Além disso, o governo chinês anunciou mais de US$ 100 bilhões de novos empréstimos para as incorporadoras concluírem as obras paradas, estimadas em 2,4 milhões de unidades.

O estatal Banco de Comunicações, o quinto do país, não perdeu tempo e anunciou, na sexta-feira, 17 de fevereiro, uma promoção inédita: os candidatos a mutuários de 70 anos de idade podem contrair empréstimos imobiliários com duração de 25 anos, ampliando o limite máximo de idade para saldar hipotecas para 95 anos.

De acordo com o jornal Beijing News, o principal alvo da medida não são os idosos, mas os mutuários de meia-idade, entre 40 e 59 anos, que poderiam obter uma hipoteca por 30 anos – a duração máxima permitida na China.

Segundo dados oficiais, as vendas de novos imóveis residenciais caíram 28% em 2022 para o menor nível em cinco anos. “Salvar o mercado imobiliário é salvar a economia”, disse Han Xiuyun, professor de economia da Universidade de Tsinghua, citado pelo jornal.

Furo da bolha

A promoção inusitada ilustra a guinada do governo chinês para a recuperação do mercado imobiliário, que responde por 30% do PIB (Produto Interno Bruto) e um quarto dos financiamentos bancários da China.

Os preços das moradias, que aumentaram 80 vezes em duas décadas, caíram por 15 meses consecutivos até dezembro – fruto da quebradeira do setor, que deixou US$ 1,3 trilhão em dívidas das incorporadoras desde 2020, além de milhares de obras inacabadas.

O estouro da bolha imobiliária chinesa - um processo de contínua valorização dos terrenos e dos imóveis até atingir um nível insustentável - abalou a confiança da população, em um país onde a propriedade representa 70% do patrimônio líquido das famílias chinesas.

Em Pequim, por exemplo, a proporção entre os preços médios dos imóveis e a renda familiar chegou a 25 no final de 2021, ante apenas sete nos EUA, segundo a Nordea Corporate.

O governo tem parte de culpa pela crise imobiliária, por fazer vistas grossas para o modelo de negócio adotado pelas incorporadoras para atender a demanda.

Cerca de 80% das vendas de unidades novas da última década foram de propriedades parcialmente construídas, que as incorporadoras prometeram entregar num prazo de um a três anos.

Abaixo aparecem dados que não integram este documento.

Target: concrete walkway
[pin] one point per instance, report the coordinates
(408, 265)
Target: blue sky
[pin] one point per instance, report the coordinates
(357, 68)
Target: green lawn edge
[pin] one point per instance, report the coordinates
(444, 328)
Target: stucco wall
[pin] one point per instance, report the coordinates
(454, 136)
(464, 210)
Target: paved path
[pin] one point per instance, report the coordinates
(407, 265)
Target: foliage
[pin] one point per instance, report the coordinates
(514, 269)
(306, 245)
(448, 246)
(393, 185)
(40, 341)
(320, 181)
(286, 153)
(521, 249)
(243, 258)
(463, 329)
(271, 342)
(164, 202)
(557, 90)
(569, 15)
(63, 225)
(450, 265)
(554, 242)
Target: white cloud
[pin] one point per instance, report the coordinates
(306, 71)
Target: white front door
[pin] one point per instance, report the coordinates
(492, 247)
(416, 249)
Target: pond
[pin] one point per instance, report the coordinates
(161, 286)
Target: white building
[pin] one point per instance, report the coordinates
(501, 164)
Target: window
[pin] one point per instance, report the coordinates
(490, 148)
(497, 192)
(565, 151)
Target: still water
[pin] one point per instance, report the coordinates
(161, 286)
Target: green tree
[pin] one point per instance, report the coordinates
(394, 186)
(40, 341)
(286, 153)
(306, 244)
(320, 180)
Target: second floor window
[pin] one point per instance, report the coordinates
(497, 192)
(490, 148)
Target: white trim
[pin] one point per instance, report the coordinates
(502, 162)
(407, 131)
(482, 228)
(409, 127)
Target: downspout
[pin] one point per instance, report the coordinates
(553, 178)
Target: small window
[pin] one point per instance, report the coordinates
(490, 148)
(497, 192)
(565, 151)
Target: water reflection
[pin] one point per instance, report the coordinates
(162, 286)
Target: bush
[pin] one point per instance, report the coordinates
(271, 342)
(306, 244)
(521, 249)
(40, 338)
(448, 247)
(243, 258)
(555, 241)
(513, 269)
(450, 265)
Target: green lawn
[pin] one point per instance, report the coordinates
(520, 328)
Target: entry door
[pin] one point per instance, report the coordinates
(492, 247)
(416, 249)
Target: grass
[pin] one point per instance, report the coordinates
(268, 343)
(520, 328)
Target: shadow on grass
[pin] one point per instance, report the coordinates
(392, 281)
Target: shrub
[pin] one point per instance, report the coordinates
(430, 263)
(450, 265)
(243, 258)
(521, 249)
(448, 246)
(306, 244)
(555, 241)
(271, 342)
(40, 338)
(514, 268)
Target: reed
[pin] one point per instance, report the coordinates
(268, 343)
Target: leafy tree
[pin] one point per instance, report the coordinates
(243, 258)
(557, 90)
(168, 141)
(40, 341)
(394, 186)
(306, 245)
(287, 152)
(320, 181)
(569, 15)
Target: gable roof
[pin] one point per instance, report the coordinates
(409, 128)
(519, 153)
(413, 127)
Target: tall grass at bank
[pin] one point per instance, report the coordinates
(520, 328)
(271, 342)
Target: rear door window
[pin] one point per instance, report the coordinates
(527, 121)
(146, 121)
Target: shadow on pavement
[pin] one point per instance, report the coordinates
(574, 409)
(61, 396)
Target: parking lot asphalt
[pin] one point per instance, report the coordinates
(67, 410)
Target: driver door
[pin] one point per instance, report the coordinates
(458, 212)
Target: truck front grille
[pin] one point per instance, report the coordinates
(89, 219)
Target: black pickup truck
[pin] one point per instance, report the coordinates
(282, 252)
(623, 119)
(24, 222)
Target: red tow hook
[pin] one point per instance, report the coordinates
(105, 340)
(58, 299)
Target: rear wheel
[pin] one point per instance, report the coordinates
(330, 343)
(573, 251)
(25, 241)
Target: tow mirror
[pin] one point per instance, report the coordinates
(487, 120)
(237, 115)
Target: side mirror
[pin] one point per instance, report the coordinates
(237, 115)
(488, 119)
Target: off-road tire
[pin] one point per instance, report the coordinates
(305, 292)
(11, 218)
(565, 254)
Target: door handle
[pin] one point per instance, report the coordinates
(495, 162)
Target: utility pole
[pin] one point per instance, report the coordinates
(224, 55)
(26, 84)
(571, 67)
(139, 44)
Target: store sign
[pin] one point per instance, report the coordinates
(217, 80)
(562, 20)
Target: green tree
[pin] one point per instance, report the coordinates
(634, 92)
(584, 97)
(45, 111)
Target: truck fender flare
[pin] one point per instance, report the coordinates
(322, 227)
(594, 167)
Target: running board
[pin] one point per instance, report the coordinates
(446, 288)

A receita dessas pré-vendas se tornou a maior fonte de financiamento para novos lançamentos.

Com o início da pandemia, o ritmo das obras caiu - e as dívidas das incorporadoras subiram rapidamente. Em julho de 2020, órgãos reguladores chineses impuseram restrições aos empréstimos para reduzir os riscos financeiros e pelo menos 30 das grandes incorporadoras do país ficaram inadimplentes.

O caso mais dramático foi da gigante Evergrande, a segunda maior empreiteira da China, com mais de 1.300 projetos em 280 cidades. Desde 2020, a empresa acumulou US$ 300 bilhões em dívidas, 10% com das quais com bancos e fundos estrangeiros.

A crise se agravou no ano passado com a revolta das hipotecas, movimento dos mutuários que passaram a boicotar o pagamento das mensalidades de cerca de 300 projetos imobiliários que tiveram as obras paralisadas.